La complexité des produits finis signifie à son tour que les exigences envers les matières premières doivent être plus élevées qu’auparavant. Maintenant, même le minerai de fer, dont l’extraction est encore un exemple de séparation entre produit et consommation, possède tant de variétés et de propriétés qu’on ne peut juger de sa réelle adéquation pour une production donnée qu’après avoir tenté de travailler avec. La base de toute économie est l’agriculture. Mais celle-ci se transforme rapidement, passant d’une simple procédure de mélange de fumier avec des bottes à une industrie de haute technologie, où les services représentent une part importante de la valeur des produits. Récolter les cultures — c’est un service. Stocker les récoltes — c’est un service. Traiter avec des produits chimiques — c’est aussi un service. On ne peut connaître la qualité des semences qu’en les semant, et la qualité des tomates qu’en les goûtant.
Exemple
Que signifie tout cela pour les affaires ? Pour comprendre l’inadéquation des anciennes paradigmes commerciaux à notre époque, prenons un exemple simple. Supposons qu’une entreprise se spécialise dans la vente de remorques. Que vend cette entreprise ? Des remorques ? Non. D’autres entreprises vendent également des remorques. Pour quoi le consommateur paie-t-il en achetant une remorque ? Il paie pour le produit lui-même, bien sûr, mais il paie aussi un supplément qui permet à l’entreprise de survivre. Auparavant, cela s’appelait « marge commerciale » ou « commissions ». En réalité, le vendeur produit un certain produit que le consommateur consomme. Le fabricant fixe un prix identique pour les remorques (à l’exception des cas de marché non stationnaires). Et le consommateur choisira son vendeur de remorques, s’attendant à recevoir un certain produit pour un certain prix (qui n’est pas la remorque elle-même). Ce produit est flou, complexe et difficile à décrire : il s’agit du sourire, du temps de traitement, de la précision dans la correction des petits défauts, et du service après-vente. C’est tout ce qui constitue pour le consommateur « la satisfaction d’achat ». Et ce produit possède cette caractéristique importante que nous avons mentionnée au début. On ne peut pas l’évaluer sans l’avoir consommé.

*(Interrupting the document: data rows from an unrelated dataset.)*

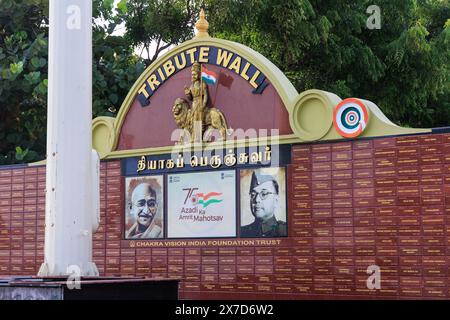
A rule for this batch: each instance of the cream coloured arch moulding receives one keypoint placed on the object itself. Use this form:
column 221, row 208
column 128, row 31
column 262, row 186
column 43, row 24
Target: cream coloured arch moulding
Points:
column 310, row 112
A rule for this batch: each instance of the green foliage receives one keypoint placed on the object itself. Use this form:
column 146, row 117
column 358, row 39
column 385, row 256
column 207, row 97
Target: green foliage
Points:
column 23, row 73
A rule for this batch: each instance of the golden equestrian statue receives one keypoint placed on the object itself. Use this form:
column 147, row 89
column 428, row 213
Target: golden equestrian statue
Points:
column 198, row 121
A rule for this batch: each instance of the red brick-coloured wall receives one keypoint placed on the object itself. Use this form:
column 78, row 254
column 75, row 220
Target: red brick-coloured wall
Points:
column 352, row 204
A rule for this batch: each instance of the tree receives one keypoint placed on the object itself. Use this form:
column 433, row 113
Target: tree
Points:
column 23, row 80
column 403, row 67
column 23, row 73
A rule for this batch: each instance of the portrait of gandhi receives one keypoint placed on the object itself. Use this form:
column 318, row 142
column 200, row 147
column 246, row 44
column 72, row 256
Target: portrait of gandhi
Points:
column 144, row 218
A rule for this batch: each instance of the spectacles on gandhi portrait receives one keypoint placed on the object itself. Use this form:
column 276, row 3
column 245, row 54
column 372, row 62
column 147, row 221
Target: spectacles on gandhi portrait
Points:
column 151, row 203
column 262, row 195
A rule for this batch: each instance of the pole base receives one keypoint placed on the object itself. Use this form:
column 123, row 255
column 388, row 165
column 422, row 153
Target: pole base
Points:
column 87, row 270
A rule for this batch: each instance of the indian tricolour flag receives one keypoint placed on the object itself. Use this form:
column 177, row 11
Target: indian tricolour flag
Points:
column 209, row 198
column 209, row 77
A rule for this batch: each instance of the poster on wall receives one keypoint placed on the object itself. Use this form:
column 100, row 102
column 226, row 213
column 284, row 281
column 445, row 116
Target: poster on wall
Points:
column 263, row 203
column 144, row 207
column 201, row 205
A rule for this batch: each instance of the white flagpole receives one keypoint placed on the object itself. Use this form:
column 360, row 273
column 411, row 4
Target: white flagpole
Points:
column 69, row 207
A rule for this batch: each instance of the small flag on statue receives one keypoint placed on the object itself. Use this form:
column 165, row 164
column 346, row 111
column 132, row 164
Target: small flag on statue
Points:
column 209, row 77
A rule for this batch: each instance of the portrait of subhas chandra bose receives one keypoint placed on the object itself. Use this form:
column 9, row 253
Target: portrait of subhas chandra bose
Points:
column 144, row 207
column 263, row 203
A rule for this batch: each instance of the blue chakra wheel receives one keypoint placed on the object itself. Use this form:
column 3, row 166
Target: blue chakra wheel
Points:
column 350, row 118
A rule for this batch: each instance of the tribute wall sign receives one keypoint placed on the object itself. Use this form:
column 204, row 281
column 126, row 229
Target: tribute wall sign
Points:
column 218, row 172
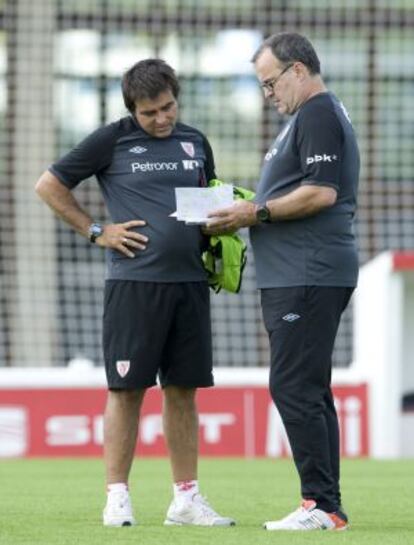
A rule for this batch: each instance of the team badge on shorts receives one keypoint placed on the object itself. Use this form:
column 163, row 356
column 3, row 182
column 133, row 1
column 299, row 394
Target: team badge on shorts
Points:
column 122, row 366
column 188, row 147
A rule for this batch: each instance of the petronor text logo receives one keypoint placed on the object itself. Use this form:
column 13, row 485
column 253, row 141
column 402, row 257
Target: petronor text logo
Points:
column 321, row 159
column 150, row 167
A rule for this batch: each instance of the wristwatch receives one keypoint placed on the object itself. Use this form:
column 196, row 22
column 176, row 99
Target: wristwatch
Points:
column 263, row 214
column 95, row 230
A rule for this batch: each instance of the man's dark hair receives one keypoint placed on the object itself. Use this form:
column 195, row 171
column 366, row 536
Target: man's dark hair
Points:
column 147, row 79
column 289, row 47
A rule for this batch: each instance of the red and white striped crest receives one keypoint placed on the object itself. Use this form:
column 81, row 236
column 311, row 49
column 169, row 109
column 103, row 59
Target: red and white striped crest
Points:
column 188, row 147
column 122, row 366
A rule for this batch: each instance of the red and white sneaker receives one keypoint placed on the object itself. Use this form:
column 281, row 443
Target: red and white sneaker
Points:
column 308, row 517
column 195, row 511
column 118, row 510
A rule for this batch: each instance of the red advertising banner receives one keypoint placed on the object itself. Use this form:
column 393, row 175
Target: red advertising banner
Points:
column 234, row 421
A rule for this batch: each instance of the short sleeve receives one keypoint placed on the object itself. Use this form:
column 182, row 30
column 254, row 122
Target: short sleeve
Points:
column 320, row 142
column 209, row 167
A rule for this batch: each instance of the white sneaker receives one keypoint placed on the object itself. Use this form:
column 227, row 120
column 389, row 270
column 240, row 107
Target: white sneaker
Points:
column 118, row 510
column 307, row 517
column 195, row 511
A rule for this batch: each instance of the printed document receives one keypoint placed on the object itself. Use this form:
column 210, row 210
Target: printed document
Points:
column 195, row 203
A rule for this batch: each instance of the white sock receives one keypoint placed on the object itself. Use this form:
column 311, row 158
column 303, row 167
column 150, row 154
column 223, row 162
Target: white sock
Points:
column 185, row 489
column 117, row 487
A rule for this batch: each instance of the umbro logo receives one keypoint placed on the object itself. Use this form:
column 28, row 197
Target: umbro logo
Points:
column 138, row 149
column 291, row 317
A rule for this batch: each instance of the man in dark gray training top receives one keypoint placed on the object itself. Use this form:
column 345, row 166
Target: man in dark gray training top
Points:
column 306, row 263
column 157, row 307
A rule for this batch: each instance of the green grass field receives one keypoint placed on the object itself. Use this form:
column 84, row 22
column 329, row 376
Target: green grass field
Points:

Dans le monde moderne, la plupart des produits ne peuvent être évalués qu’après leur consommation. Mais si l’on creuse un peu plus, on réalise que l’acheteur ne consomme en réalité pas ce produit, que nous n’avons pas réussi à décrire par des mots, mais la différence entre ces produits chez différents vendeurs. Autrement dit, ce qui est consommé, c’est ce qui distingue un vendeur particulier des autres, et ce qui est le plus acceptable pour l’acheteur. Il paie un fournisseur de remorques spécifique parce que c’est plus pratique, plus proche, plus rapide, plus fiable, plus avantageux, plus confortable ou même plus prestigieux. Il ne pourra évaluer tout cela qu’après l’achat de la remorque. Mais d’abord, il suppose et agit en fonction de ces hypothèses.